Skeleton
In many computer vision applications we often have to deal with huge amounts of data: processing can therefore be slow and requires a lot of memory.
In order to achieve faster processing and a smaller memory footprint, we sometimes use a more compact representation called a skeleton.
A skeleton must preserve the structure of the shape but all redundant pixels should be removed.
Here is a skeleton of the letter "B":
In this article we will present how to compute a morphological skeleton with the library OpenCV.
The skeleton obtained is far from perfect but it is a really simple method compared to other existing algorithms.
Pseudocode
As described on Wikipedia, a morphological skeleton can be computed using only the two basic morphological operations: dilate and erode.
In pseudo code, the algorithm works as follow:
img = ...; while (not_empty(img)) { skel = skel | (img & !open(img)); img = erosion(img); } |
At each iteration the image is eroded again and the skeleton is refined by computing the union of the current erosion less the opening of this erosion. An opening is simply an erosion followed by a dilation.
Implementation
It's really straightforward, first load the image to process in grayscale and transform it to a binary image using thresholding:
cv::Mat img = cv::imread("O.png", 0); cv::threshold(img, img, 127, 255, cv::THRESH_BINARY); |
We now need an image to store the skeleton and also a temporary image in order to store intermediate computations in the loop. The skeleton image is filled with black at the beginning.
cv::Mat skel(img.size(), CV_8UC1, cv::Scalar(0)); cv::Mat temp(img.size(), CV_8UC1); |
We have to declare the structuring element we will use for our morphological operations, here we use a 3x3 cross-shaped structure element (i.e. we use 4-connexity).
cv::Mat element = cv::getStructuringElement(cv::MORPH_CROSS, cv::Size(3, 3)); |
And now the core of the algorithm, the main loop. We need a boolean variable in order to check if there is at least one pixel remaining. Operations are done in-place when possible.
bool done; do { cv::morphologyEx(img, temp, cv::MORPH_OPEN, element); cv::bitwise_not(temp, temp); cv::bitwise_and(img, temp, temp); cv::bitwise_or(skel, temp, skel); cv::erode(img, img, element); double max; cv::minMaxLoc(img, 0, &max); done = (max == 0); } while (!done); |
The use of the minMaxLoc function deserves an explanation. We want to check if there is still at least one pixel in the image, unfortunately I have not found a function for this task in OpenCV, therefore I just check if the maximum value is 0. minMaxLoc stores the minimum value in the second parameter (ignored if NULL pointer) and the maximum in the third parameter. A short-circuit OR function would be nice for this task.
The loop is over, we have our skeleton, let's display it!

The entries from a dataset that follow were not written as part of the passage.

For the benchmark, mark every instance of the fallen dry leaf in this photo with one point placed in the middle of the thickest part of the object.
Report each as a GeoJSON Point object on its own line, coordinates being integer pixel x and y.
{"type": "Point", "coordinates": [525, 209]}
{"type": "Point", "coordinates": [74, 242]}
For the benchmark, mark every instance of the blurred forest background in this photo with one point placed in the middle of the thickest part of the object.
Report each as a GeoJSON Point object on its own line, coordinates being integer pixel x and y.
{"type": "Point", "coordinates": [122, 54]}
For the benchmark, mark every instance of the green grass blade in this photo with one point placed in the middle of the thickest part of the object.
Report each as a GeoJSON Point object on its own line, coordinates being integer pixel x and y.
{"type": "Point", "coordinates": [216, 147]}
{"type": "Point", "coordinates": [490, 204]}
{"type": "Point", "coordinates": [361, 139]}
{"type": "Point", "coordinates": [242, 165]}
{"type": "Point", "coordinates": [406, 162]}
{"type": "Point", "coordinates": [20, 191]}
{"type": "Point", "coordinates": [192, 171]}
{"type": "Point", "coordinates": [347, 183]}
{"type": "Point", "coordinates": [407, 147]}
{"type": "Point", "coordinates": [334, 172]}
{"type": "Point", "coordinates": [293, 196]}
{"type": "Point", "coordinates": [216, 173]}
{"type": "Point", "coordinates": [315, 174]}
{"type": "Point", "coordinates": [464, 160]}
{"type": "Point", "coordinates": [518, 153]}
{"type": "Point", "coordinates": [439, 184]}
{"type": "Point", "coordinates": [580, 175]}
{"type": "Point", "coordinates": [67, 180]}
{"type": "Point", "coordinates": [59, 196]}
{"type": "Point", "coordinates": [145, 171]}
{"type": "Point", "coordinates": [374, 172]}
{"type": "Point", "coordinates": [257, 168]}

cv::imshow("Skeleton", skel); cv::waitKey(0); |
Results
On a big "O":
On the word "OpenCV":
Optimization
As discussed with Arthur Kalverboer in the comments below, it is possible to optimize the computation in several ways.
First of all we can notice we perform the open operation and just after we perform an erosion on the same image, but an opening is just an erosion followed by a dilation, so we can perform the erosion and save it to a new image eroded, and at the end of the loop we copy eroded to img.
The second optimization concerns the use of cv::minMaxLoc in order to check if an image still has white pixels, computing the norm (cv::norm) of the image is faster.
EDIT2: Abid Rahman told me the function 'cv::countNonZero' is even faster, I didn't know this function existed, thanks!
Finally the last optimization is to replace the and and not operations by a simple set difference operation (cv::subtract). This works because we only manipulate binary images.
Here is the updated code:
cv::threshold(img, img, 127, 255, cv::THRESH_BINARY); cv::Mat skel(img.size(), CV_8UC1, cv::Scalar(0)); cv::Mat temp; cv::Mat eroded; cv::Mat element = cv::getStructuringElement(cv::MORPH_CROSS, cv::Size(3, 3)); bool done; do { cv::erode(img, eroded, element); cv::dilate(eroded, temp, element); // temp = open(img) cv::subtract(img, temp, temp); cv::bitwise_or(skel, temp, skel); eroded.copyTo(img); done = (cv::countNonZero(img) == 0); } while (!done); |
Also, don't forget to crop your images before processing. The two images I gave as examples are not cropped, cropping them (manually or using OpenCV) also improves execution time.